Early season tree stand hunting for whitetails brings many things to take care of, and being mobile while hunting is one of them. If you’re able to react fast to the always-changing travel patterns of the bucks, position of waterholes and hot food resources, your chance to get that shot increases significantly.
There are many things to try for improving your efficiency and mobility, but none of them is as efficient as carrying the whole gear arsenal (stand, backpack, bow, and climbing system) with you all the time. You will need a specialized pack for that kind of performance, one that may also hold the hang-on tree stand, a loaded backpack, four climbing sticks, and your bow. Finding a pack that does it all is difficult, especially when your money is tight.
If you’re the handy and DIY type of hunter, you will need some skills and patience to build a customized backpack that fits all your needs for tree stand hunting. Frankly, making such a backpack isn’t very complicated, and it’s definitely not expensive.
When it comes to public bow hunting, many things will be challenging to obtain. Often, success comes from paying attention to stand entrance and exit methods, which usually takes to more complex and longer routes. When you add a custom and versatile tree stand pack to your hunting equipment, you will be able to move faster and easier and obtain success sooner than in the past.
Without any further ado, here are the steps to take for making your “new” backpack/gear hauler:
1. Look for an old backpack
For this sort of project, a backpack with an external aluminum frame makes the best choice. You should be able to find one for a bargain price at a garage sale or online sites if you don’t have an old one forgotten in the attic. Hunting style, freighter style backpacks are also perfect; it should be a backpack with a comfortable hip area and padded shoulder straps. You will carry heavy loads with it, so you shouldn’t skip on the comfort aspect.
2. Strip the backpack down to the frame
You have to remove the bag if the old frame has one; you will only use the frame for your project. If the frame comes with some meat shelf, you should remove that too. If you plan to haul deer quarters with the new gear hauler, you could leave it.
3. Gather your tools
For this project, you will also need 14 ft of 1-inch nylon webbing (don’t be cheap and buy the good kind), 26 aluminum rivets with 52 aluminum washers, six 1-inch quick release buckles. You will also need a butane lighter and a rivet tool. You should pay less than $35 for all of the supplies and tools.
4. Prepare the straps
You may begin building by cutting the nylon webbing into seven 2-foot parts; use the lighter to burnish the ends so that they don’t fray.

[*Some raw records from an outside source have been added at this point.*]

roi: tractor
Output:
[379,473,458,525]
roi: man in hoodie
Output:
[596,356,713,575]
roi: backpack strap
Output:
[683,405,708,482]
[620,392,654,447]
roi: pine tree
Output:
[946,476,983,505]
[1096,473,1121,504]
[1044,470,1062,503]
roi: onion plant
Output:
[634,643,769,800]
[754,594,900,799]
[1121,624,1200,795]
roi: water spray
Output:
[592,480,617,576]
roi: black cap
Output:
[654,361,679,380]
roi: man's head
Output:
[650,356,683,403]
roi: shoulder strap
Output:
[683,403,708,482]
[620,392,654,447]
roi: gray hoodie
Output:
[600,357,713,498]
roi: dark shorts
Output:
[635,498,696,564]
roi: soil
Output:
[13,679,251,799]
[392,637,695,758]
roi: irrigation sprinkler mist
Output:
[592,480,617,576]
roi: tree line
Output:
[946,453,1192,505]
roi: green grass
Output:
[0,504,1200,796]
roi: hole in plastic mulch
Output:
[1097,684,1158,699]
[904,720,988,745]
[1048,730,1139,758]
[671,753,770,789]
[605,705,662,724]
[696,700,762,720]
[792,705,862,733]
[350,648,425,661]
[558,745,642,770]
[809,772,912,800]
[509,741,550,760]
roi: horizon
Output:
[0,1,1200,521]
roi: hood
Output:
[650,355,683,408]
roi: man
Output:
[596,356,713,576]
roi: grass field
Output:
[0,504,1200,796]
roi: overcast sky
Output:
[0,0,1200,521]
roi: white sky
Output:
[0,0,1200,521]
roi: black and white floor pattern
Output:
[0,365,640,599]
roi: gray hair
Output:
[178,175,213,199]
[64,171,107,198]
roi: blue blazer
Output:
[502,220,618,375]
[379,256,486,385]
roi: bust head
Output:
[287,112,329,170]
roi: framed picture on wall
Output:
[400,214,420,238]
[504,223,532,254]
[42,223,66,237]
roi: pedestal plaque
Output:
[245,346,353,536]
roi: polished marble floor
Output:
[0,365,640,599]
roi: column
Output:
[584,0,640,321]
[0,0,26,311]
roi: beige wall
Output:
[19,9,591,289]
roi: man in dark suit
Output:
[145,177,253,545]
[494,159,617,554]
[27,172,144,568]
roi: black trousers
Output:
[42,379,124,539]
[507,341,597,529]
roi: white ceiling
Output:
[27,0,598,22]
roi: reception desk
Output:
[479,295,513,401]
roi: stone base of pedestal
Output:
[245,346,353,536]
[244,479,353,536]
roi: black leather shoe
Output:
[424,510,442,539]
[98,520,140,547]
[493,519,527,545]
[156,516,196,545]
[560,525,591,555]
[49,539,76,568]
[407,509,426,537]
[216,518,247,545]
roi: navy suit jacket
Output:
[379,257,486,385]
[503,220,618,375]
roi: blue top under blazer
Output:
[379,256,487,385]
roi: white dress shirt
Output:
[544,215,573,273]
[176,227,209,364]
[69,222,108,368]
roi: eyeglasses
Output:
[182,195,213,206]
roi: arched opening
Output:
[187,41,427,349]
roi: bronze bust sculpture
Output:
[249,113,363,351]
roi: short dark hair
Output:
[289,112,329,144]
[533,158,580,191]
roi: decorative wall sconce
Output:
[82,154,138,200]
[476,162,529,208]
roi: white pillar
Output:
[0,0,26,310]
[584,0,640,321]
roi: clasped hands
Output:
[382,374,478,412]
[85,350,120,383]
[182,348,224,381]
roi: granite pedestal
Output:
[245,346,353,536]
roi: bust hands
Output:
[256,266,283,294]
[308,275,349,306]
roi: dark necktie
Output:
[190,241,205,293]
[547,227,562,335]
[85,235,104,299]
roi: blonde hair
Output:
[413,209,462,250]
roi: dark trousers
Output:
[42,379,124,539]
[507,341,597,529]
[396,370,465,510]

5. Make straps and buckles
You will have to attach the stand to the right and left side of the frame, but you will need buckles and two straps for that. You will also have to add straps and buckles for attaching climbing sticks. Continue installing a top-center strap with buckle to secure the loaded pack; add two straps close to midway down the frame, on both sides. These straps will help you stabilize the load horizontally.
You have to use two rivets for attaching the straps and rivets also for attaching the quick-release buckles.
The most challenging part of this phase is the pre-drilling, making the holes in the thick webbing; a heated bodkin will help you do a better job melting holes for the rivets.
6. Make the rivet holes
While you’re making the rivets’ holes, you can use paper clips to stabilize the nylon webbing. Take your time because you will need to go with the bodkin tip through the lighter’s flame a couple of times until it’s hot enough to make a hole in the thick webbing.
You will also have to use the clips to keep the straps in place while you’re making holes to take the rivets later.
For a durable and robust bond, look for two aluminum washers (front and back) with the rivet. It will be tighter that way.
Truth be told, it’s rather tricky and time-consuming to make the holes with the heated bodkin, so if you have a wood-burning tool or a hobby welder, don’t hesitate to use it. You will work a lot faster because it burns holes through the nylon webbing very fast.
7. You’re almost done
It would help if you didn’t hurry when burning the holes for the rivets. Take your time when attaching the webbing straps with rivets.
Keep in mind that the last set of straps should be connected close to the midway down of your frame; there should be a two-foot strap on every side, and a quick-release buckle for every connection.
8. You’re done!
The new backpack/gear hauler will hold a stand, four climbing sticks, and a wholly loaded day pack. The only thing to do now is to put it on, grab your bow, and head on to your hunting spot.